A „no poaching agreement” is a type of agreement between companies that involves a promise by one company not to hire the employees of another company. These types of agreements have come under scrutiny by the European Union (EU) Competition Law because they can limit competition and harm employees` job mobility.
The primary concern with no poaching agreements is the potential for companies to collude and restrict competition by agreeing not to hire each other`s employees. This behavior can lead to a decrease in job opportunities and lower salaries for employees as companies may not be incentivized to offer competitive salaries or benefits if they know their competitors cannot poach their workers.
The EU Competition Law prohibits agreements between companies that limit competition in any way. The law considers no poaching agreements to be anti-competitive because they can prevent employees from seeking better job opportunities and limit competition in the job market.
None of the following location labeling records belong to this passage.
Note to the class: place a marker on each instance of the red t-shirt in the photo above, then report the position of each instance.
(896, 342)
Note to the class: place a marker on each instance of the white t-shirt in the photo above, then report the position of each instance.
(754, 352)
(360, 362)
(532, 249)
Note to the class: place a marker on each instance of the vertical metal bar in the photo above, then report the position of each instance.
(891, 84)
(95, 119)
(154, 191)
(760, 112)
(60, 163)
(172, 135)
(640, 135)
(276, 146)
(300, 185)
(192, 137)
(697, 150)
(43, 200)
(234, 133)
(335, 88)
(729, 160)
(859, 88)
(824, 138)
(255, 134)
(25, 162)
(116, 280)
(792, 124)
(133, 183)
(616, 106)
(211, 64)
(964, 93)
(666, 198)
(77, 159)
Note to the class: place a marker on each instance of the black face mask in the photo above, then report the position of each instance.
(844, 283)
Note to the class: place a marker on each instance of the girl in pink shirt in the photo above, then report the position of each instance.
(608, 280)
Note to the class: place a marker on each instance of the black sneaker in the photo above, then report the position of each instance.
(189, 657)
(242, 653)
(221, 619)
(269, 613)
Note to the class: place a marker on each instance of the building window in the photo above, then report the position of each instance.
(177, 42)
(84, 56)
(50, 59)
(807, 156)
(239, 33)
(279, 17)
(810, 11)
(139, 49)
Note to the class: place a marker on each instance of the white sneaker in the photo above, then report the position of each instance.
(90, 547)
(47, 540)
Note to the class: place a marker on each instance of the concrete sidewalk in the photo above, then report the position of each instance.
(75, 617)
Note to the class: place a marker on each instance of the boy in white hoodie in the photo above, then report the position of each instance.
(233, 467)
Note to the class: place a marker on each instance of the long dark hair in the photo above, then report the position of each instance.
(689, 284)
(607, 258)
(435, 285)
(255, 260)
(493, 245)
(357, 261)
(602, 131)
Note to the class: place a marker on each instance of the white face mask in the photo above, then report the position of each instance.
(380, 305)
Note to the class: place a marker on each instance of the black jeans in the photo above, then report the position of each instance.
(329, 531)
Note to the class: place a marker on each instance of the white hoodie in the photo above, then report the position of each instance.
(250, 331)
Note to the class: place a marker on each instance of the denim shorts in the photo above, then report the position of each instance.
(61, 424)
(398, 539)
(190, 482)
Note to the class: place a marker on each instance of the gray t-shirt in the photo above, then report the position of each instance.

Violations of EU Competition Law can result in significant fines for companies involved in no poaching agreements. As of 2021, the EU has taken a strong stance against these types of agreements, with the European Commission announcing that it would investigate no poaching agreements and other anti-competitive practices in the tech industry.
While no poaching agreements can appear to benefit companies at first, they ultimately harm employees and limit job mobility. Companies must take care to ensure that their hiring practices do not violate EU Competition Law and to encourage fair competition in the job market.
In conclusion, the EU Competition Law prohibits no poaching agreements between companies due to their potential anti-competitive effects, including limiting job opportunities and salaries for employees. Companies must comply with the law and promote healthy competition in the job market to ensure fair and equal opportunities for all employees.